La presidente Nicoletta Corvi: “Le imprenditrici hanno colto nuove opportunità dalle difficoltà derivate dalla pandemia”
Le imprese femminili piacentine hanno dato prova di grande resilienza nell’affrontare le sfide derivate dalla pandemia, cogliendone opportunità di crescita e di cambiamento. Secondo l’ultimo report della Camera di Commercio, lo stock complessivo di imprese rosa della provincia di Piacenza – pari a 6.273 unità – non ha subito significative riduzioni rispetto all’anno precedente (-2 unità) e al 2019 (- 11 unità). L’incidenza delle nuove imprese femminili (sul totale delle registrazioni pervenute) è pari a 24,4%, con un calo di due punti percentuali rispetto ai dati precedenti la pandemia: nei primi nove mesi del 2021 si sono registrate 253 nuove imprese a guida femminile, a fronte di 242 denunce di cessazioni. “Come Comitato per la promozione dell’imprenditorialità femminile – afferma la presidente, Nicoletta Corvi – abbiamo intercettato nelle donne manager e professioniste piacentine grande capacità di cambiamento e di adattamento all’evolversi del contesto post-pandemico, attraverso la ricerca di soluzioni alternative e la sperimentazione di nuove modalità di gestione, di organizzazione e di comunicazione di impresa”. Il 2022 sarà l’anno della ripartenza: “Proseguiremo nei prossimi mesi – compatibilmente con la situazione odierna della Camera di Commercio – l’impegno del Comitato nel trasferire alle imprenditrici – aggiunge la presidente Corvi – tecniche e strumenti concreti volti a raggiungere nuovi traguardi personali e professionali e a sviluppare nuove idee progettuali”.
Bandi a sostegno delle imprese – A fare la differenza rispetto agli anni precedenti la pandemia, è l’andamento dei settori a conduzione femminile a maggiore incremento numerico: sei anni fa erano i servizi di alloggio e di ristorazione (con ben 40 imprese in più rispetto all’anno precedente) insieme al settore dei servizi alle imprese (+11 unità) a segnalare la maggiore crescita di unità.
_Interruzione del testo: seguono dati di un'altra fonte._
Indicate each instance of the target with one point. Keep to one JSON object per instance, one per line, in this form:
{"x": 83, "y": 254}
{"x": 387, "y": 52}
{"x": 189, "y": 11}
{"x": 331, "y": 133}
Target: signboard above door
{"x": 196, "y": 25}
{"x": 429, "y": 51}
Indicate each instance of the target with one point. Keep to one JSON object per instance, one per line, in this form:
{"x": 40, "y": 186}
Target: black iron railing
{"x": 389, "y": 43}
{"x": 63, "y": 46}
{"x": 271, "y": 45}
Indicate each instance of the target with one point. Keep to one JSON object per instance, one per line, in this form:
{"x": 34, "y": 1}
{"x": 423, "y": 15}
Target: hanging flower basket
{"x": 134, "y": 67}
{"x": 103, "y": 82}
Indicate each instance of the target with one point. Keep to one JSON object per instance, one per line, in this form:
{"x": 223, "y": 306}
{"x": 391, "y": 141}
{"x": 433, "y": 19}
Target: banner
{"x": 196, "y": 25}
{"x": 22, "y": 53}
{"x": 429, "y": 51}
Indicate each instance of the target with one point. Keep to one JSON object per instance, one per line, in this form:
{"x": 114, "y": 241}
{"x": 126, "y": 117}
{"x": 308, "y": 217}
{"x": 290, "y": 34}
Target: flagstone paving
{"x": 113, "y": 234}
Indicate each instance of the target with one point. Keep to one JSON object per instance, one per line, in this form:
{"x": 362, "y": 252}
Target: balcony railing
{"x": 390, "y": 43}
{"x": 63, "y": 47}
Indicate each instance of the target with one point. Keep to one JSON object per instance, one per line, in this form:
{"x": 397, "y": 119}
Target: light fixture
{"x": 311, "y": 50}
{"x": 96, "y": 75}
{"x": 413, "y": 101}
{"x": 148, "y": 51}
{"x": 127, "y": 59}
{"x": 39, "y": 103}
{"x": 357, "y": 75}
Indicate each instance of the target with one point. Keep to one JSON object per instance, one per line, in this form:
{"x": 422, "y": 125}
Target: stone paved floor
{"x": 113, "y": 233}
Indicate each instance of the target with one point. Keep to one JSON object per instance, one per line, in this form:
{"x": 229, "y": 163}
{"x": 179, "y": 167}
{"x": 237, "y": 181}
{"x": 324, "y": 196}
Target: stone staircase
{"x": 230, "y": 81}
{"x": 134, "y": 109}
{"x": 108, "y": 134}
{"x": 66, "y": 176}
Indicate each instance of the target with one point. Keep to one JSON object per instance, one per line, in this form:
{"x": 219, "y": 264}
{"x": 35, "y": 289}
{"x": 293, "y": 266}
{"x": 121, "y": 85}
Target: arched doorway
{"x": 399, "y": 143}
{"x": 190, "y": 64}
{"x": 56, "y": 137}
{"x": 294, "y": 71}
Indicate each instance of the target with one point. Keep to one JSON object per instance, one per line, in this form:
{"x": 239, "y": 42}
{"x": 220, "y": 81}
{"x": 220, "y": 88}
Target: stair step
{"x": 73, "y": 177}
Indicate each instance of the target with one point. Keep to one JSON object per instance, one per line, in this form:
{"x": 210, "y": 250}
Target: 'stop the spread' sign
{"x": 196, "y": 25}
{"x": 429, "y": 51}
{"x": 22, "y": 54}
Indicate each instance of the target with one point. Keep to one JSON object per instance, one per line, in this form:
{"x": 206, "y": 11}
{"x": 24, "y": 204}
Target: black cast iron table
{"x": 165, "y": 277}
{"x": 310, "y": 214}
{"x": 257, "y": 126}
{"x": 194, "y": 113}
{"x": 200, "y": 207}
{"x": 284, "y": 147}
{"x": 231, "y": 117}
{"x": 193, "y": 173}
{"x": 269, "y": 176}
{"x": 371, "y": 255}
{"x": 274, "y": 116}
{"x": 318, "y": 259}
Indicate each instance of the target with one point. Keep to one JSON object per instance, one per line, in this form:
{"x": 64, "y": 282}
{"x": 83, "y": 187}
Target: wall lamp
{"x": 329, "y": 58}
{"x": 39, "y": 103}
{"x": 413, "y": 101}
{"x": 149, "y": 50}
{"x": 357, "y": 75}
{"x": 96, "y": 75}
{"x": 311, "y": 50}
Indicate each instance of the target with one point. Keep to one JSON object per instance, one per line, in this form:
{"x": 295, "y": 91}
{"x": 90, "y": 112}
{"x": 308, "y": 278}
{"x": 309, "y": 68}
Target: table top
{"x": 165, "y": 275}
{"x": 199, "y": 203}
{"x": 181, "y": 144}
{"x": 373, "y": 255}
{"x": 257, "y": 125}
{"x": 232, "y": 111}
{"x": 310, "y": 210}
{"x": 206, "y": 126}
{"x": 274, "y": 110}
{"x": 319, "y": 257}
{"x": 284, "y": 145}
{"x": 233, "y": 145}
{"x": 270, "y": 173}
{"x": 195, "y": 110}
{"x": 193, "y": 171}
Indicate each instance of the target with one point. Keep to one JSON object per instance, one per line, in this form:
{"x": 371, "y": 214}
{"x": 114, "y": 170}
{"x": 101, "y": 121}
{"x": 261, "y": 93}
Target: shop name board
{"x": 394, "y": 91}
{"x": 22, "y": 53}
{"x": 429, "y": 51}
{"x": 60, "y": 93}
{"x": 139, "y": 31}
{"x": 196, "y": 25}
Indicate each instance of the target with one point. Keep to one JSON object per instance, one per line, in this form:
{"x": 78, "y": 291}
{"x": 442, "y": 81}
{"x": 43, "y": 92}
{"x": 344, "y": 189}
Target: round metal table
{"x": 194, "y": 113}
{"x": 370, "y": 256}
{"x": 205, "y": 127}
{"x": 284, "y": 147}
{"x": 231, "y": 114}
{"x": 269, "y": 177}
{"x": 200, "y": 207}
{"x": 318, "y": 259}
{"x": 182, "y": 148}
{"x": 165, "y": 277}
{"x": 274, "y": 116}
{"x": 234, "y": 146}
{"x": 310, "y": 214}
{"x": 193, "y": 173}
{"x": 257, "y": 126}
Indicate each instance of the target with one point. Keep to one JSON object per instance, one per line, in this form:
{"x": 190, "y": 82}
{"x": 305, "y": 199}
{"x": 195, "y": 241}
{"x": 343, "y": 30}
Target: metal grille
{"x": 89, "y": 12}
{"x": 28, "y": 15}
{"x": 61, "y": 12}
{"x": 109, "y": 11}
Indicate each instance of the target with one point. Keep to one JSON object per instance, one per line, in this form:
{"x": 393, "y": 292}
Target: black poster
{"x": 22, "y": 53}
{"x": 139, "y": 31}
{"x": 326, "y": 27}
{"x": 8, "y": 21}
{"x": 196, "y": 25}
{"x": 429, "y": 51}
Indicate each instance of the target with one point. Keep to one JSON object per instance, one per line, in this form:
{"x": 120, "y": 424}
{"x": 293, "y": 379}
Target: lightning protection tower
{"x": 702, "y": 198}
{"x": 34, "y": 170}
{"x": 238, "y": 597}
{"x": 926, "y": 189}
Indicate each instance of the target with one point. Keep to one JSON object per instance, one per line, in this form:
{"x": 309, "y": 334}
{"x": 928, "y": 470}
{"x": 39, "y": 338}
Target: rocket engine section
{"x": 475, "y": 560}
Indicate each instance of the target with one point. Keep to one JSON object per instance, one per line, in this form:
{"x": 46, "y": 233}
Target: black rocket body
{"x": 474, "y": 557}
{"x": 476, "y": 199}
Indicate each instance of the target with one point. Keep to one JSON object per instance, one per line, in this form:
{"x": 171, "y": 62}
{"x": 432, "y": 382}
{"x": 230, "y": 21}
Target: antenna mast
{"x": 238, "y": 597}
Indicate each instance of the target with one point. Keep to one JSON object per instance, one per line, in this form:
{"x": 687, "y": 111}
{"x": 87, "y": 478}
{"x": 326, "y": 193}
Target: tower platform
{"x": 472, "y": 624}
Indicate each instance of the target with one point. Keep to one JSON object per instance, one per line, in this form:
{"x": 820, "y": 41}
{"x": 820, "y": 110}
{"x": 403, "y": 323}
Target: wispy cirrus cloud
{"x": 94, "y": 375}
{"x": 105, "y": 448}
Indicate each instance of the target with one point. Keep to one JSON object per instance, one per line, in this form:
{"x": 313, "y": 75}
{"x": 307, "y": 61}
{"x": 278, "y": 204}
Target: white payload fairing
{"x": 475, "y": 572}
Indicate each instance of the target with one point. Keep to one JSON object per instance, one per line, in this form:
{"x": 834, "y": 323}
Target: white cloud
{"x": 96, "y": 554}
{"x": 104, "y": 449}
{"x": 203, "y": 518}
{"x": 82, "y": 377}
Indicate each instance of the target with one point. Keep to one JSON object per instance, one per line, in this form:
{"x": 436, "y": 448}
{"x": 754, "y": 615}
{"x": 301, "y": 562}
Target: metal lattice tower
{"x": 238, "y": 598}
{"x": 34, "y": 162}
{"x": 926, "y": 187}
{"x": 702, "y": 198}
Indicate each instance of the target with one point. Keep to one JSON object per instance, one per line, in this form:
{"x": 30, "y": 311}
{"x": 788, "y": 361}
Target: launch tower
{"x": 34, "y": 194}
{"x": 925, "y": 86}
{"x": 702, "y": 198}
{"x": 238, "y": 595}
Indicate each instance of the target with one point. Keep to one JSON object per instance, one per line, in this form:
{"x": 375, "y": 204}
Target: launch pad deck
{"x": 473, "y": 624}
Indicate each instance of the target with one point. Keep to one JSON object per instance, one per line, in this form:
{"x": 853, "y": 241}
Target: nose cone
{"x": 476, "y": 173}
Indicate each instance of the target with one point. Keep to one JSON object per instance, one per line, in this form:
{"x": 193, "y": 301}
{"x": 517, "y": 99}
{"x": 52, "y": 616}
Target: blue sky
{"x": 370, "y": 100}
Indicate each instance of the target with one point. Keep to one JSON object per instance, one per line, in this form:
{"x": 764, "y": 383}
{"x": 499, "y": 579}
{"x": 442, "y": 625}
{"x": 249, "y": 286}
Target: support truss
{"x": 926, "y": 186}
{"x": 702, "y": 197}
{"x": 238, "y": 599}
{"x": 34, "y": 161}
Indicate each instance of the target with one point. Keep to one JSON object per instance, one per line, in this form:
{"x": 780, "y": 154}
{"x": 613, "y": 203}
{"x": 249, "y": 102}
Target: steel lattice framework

Oggi, sono proprio tali settori a segnalare un piccolo arretramento, con la chiusura di 12 esercizi e di 18 attività di parrucchiere e estetista. A tale proposito la presidente del Comitato, Nicoletta Corvi, ricorda la pubblicazione di due bandi legati all’emergenza covid-19: “Comune di Piacenza e Camera di Commercio intendono riconoscere un sostegno economico alle aziende piacentine (iscritte al Registro Imprese della Camera di Commercio) che abbiano subito un calo di fatturato a seguito della situazione pandemica e che svolgano la propria attività in uno degli specifici codici Ateco individuati nel bando”. Si aggiunge il contributo – promosso da Regione Emilia Romagna e gestito da Unioncamere Emilia Romagna – rivolto alle aziende turistiche e alle altre categorie di imprese particolarmente colpite dalla pandemia (con scadenza 8 marzo).
I settori rosa – Commercio (1.607 imprese) e agricoltura (1.043) si confermano i due campi prevalenti per numero di imprese a guida femminile. La componente delle attività artigianali – nell’insieme delle realtà imprenditoriali a conduzione femminile – conta ben 1.241 unità. In crescita anche le attività manifatturiere (+10) e le attività professionali, scientifiche e tecniche (+27 attività). Altro dato significativo riguarda il numero di imprese gestite da imprenditrici di origine straniera: a fine settembre 2021 si contano 835 attività, (67 in più rispetto al 2019) pari al 13% del totale. I settori prevalenti sono il commercio (196 unità), l’attività di alloggio e ristorazione (con 163 esercizi) e la macro-area “altri servizi” (con 114 unità). Le imprenditrici provengono prevalentemente da Cina (98 titolari di impresa), Romania (72), Albania (61) e Marocco (44).